IBM gets DARPA cognitive computing contract
Initiative is first of several phases intended to eventually reproduce the computing power of the brain, as well as its efficiency.
IBM and five university partners have been awarded a DARPA contract to work on a cognitive computing project that will, essentially, attempt to simulate the brain's power and efficiency.
According to Dharmendra Modha, the manager of IBM's cognitive computing initiative, the idea is for him and his team to try to re-create the brain's perception, cognitive, sensation, interaction, and action abilities, while also simulating its efficient size and low-power consumption.

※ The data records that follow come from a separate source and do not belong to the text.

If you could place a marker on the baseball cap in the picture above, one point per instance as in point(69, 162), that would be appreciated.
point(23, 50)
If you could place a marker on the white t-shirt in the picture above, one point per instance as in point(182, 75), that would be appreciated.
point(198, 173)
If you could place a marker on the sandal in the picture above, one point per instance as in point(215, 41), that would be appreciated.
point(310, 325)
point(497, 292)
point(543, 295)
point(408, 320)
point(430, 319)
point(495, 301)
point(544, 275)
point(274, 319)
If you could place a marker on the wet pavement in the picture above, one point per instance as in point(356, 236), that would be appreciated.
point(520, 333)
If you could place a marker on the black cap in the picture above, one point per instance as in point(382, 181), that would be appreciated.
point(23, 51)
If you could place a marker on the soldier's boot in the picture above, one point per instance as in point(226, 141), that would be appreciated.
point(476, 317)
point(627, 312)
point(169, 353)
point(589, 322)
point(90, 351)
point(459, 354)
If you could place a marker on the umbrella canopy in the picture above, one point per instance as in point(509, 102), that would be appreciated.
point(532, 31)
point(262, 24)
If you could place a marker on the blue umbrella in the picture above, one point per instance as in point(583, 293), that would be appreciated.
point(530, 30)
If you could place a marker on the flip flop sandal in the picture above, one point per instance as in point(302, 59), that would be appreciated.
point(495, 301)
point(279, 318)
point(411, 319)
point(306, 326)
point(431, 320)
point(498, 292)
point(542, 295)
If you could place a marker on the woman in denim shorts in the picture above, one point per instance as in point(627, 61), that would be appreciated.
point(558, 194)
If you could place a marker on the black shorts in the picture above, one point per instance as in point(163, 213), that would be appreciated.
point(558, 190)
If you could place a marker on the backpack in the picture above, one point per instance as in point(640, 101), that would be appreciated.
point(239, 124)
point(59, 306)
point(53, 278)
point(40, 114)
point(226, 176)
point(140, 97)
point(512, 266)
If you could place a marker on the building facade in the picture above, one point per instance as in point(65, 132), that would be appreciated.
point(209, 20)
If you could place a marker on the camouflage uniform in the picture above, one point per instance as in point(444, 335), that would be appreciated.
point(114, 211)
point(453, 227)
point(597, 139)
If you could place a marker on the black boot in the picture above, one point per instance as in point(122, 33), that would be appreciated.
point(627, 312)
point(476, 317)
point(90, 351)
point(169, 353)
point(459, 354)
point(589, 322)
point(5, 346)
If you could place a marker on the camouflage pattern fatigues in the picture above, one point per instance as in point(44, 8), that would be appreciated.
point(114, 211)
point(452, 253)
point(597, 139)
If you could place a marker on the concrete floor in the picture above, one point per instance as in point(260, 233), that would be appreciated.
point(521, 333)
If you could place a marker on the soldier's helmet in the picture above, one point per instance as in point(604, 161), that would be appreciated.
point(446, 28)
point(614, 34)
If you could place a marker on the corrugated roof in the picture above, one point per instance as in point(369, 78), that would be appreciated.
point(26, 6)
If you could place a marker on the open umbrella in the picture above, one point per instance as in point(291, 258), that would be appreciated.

"The mind has an uncanny ability to integrate information from a variety of sensors, such as sight, hearing, touch, smell and can create categories of time, space and interrelationships effortlessly," said Modha. "There are no computers that can even remotely approach the capabilities of the mind. The mind arises from the wetware of the brain."
But he and his team feel that the time has finally arrived for computer scientists to at least begin to approach the brain's abilities. That's because, he said, of the convergence of three things.
First, neuroscience has made incredible strides forward. Second,has reached the ability to create massive simulations in real time. And third, nanotechnology has made it possible to imagine creating simulated synapses, the very element of the brain that enables it to work at speeds and efficiencies computer scientists have so far only dreamed of.
"Together, these three trends allow us to uncover the function, computation function of the brain," he said, "while rivaling its remarkably low-power consumption and its small size."
The IBM project, just the first phase in DARPA's long-term contract, is expected to last nine months.
Already, Modha said, scientists have managed to create computing tools that have rivaled the abilities of a rat's brain.
But is it a good thing for science to try to re-create the brain's power?
"The questions are so technically challenging and it is so engaging at this point to begin to put the puzzle together, and the whole part is still not completely visible," Modha said. "I think it is premature to worry about what if."